Weeknote: 20 to 24 March 2023

A small but elegant Classical black fire grate with shelves either side, surrounded by a simple marble and wood fire surround. On the right-hand shelf, facing out, is a black ceramic owl with white circles around its eyes
Fireplace at Beatrix Potter’s house, Hill Top, in the Lake District

Back to work after a much-needed week off, during which we attended the funeral of a family friend who died too soon.

What did I enjoy?

Spending every day of the week in the new Leeds office, including chance meetings with colleagues, almost like the old days.

I was especially pleased to hear that Rochelle and other user research colleagues got to demonstrate NHS England’s recently opened in-house user research lab to our CEO Amanda Pritchard and other national leaders as a part of a visit on Tuesday.

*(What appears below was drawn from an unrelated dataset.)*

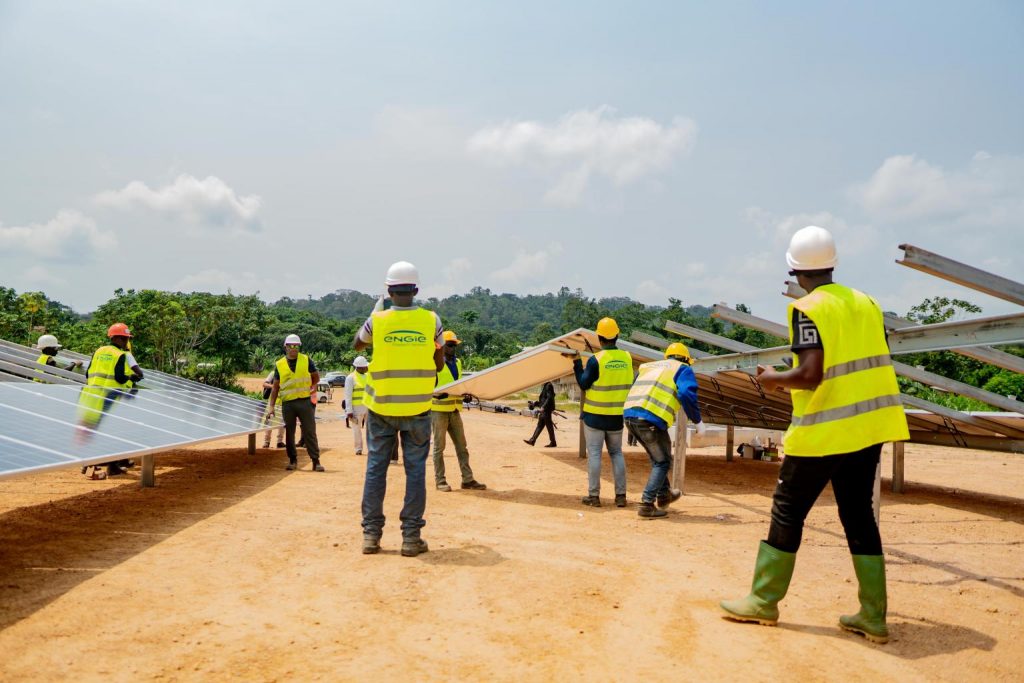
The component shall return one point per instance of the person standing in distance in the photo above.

I also enjoyed a call with John, the NHS England interim Chief Information Officer, where we discussed some frameworks and tools that might be helpful in making sense of our new context. After years of fragmentation, there’s now a UK public sector top-5 Digital, Data, and Technology organisation to lead the NHS in England, and that has to feel different from the legacy NHS England from which our new organisation is emerging.

New work to enhance the NHS’s national digital channels, and how they integrate with services including 111 online, continued to take shape while I was away on leave. At a drop-in session for colleagues across our Product teams, I was able to present the latest thinking on the “navigation” strand for which I’m workstream lead. In a call a few days later, someone asked if we were under-promising with a view to over-delivering. I hope so. The teams are still rightly cautious about precisely which of the opportunities they’re investigating will win out in terms of both feasibility and value.

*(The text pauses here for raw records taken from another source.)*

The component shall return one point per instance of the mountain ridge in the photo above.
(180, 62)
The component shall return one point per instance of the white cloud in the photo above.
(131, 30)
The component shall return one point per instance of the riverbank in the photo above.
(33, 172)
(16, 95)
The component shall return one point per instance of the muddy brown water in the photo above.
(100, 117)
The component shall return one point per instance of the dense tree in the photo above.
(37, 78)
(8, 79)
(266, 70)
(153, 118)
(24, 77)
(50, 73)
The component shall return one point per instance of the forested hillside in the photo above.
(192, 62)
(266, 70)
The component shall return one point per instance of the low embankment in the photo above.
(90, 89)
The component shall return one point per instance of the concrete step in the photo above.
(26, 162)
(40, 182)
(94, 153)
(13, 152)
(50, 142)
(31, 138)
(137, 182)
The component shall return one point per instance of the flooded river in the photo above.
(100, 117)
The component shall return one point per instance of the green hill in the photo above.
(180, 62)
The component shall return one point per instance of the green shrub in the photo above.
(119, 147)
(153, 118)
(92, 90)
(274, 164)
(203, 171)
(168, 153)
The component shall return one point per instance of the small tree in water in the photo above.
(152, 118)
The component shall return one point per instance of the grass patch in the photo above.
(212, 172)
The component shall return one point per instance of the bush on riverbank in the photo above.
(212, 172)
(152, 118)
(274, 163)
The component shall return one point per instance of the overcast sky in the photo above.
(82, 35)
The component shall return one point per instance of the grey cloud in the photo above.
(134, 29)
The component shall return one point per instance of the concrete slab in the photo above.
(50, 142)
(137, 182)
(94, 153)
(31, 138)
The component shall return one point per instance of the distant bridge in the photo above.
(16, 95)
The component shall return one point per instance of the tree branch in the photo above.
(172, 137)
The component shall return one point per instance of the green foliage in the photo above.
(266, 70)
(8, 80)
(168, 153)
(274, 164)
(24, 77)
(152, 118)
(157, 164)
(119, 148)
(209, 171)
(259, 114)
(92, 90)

I joined a meeting between strategy team colleagues and digital specialists on how we can better help patients navigate and access primary and urgent care services as a whole. The fact that these teams are working together is a huge step forward for me, and an early proof for me that the merger of NHS Digital and NHS England will make things better for patients and frontline staff.

What was hard?

In the emerging strategic conversations, there’s still a tension between addressing short term problems and longer term possibilities. This manifested in something badged as a future view that looked quite unambitious. The colleagues involved are open to working together to get it right. There’s also something about teasing apart those steps in the patient journey that rely on constrained professional skillsets, from those where modern digital businesses scale rapidly without humans in the loop.

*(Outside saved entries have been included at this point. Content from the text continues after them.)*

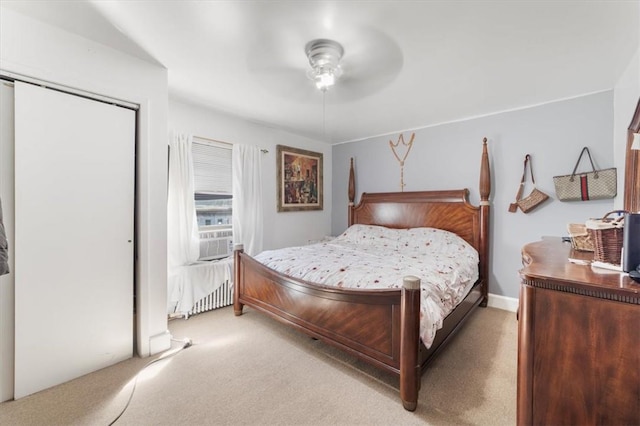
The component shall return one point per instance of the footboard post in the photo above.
(410, 342)
(237, 279)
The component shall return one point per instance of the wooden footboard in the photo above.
(381, 327)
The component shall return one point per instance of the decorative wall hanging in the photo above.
(299, 179)
(535, 198)
(404, 157)
(593, 185)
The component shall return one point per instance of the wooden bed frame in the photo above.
(378, 326)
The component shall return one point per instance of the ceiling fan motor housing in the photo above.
(324, 57)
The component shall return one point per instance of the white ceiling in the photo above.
(407, 64)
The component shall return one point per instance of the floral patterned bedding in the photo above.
(370, 257)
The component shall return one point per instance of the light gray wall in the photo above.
(448, 156)
(625, 99)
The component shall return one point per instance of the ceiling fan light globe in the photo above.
(324, 57)
(325, 80)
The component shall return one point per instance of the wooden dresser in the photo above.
(578, 341)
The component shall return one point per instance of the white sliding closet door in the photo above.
(74, 198)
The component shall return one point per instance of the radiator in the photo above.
(223, 296)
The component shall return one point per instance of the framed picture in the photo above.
(299, 179)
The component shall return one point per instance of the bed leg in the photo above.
(485, 301)
(237, 310)
(410, 343)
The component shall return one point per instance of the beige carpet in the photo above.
(253, 370)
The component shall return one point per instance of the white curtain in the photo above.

For everything I say about the upside of the merger, the changes add an undertone of insecurity, which makes it hard for colleagues to collaborate as openly as they would ordinarily. Everyone feels vulnerable. We have teams from the old NHS England who feel as if they’re being taken over by NHS Digital. At the same time, colleagues from NHS Digital, who have lost their employer’s brand identity, feel as it’s all an NHS England takeover. I was prompted to revisit my weeknotes from early last year when we said goodbye to the NHSX brand.

It will be a relief to get through this phase and have colleagues settled securely into their roles and multidisciplinary team structures.

What did I learn?

I enjoyed listening to this  podcast conversation between Tom Loosemore, Deborah El-Sayed, and Matthew Taylor on how integrated care boards can capitalise on the digital revolution: The digital transformation gambit: simpler, faster, safer services?

Also reading Tom Stafford on “why we may overestimate chatGPT, and why smarter people may be particularly prone to this”: On the over and under detection of agency

A particular point in Tom Stafford’s piece struck a chord with me:

“the raw selection bias that the best answers from chatGPT are most likely to be shared, or users are likely to keep trying until the get a good answer (a variety of optional stopping, a known bias generating mechanism in formal experimentation)”

Optional stopping is definitely a feature of the use of both human authored and AI-enhanced triage tools in health, and a point to guard against when comparing their effectiveness.

What do I need to take care of?

It’s very nearly the end of the financial year, and the start of a new one where the business processes of our new merged organisation will be developed, tried, and iterated in earnest. I have a clear set of expecations of what will work for the portfolio area that I lead, including:

  • a unified prioritisation of all the work we do, regardless of their historic funding arrangements in the legacy organisations
  • enduring funding for our people and teams, so that management attention focuses on the question “are our teams working on the most important things for the NHS?”, not on “have we got the financial approvals to keep our team together next month?”

While everyone says they want to work this way in principle, the mechanisms for doing it are not 100% clear, and in the absence of that, there will be a temptation to slide back into the old processes that people understand, even though they make no sense at all in our new organisational context.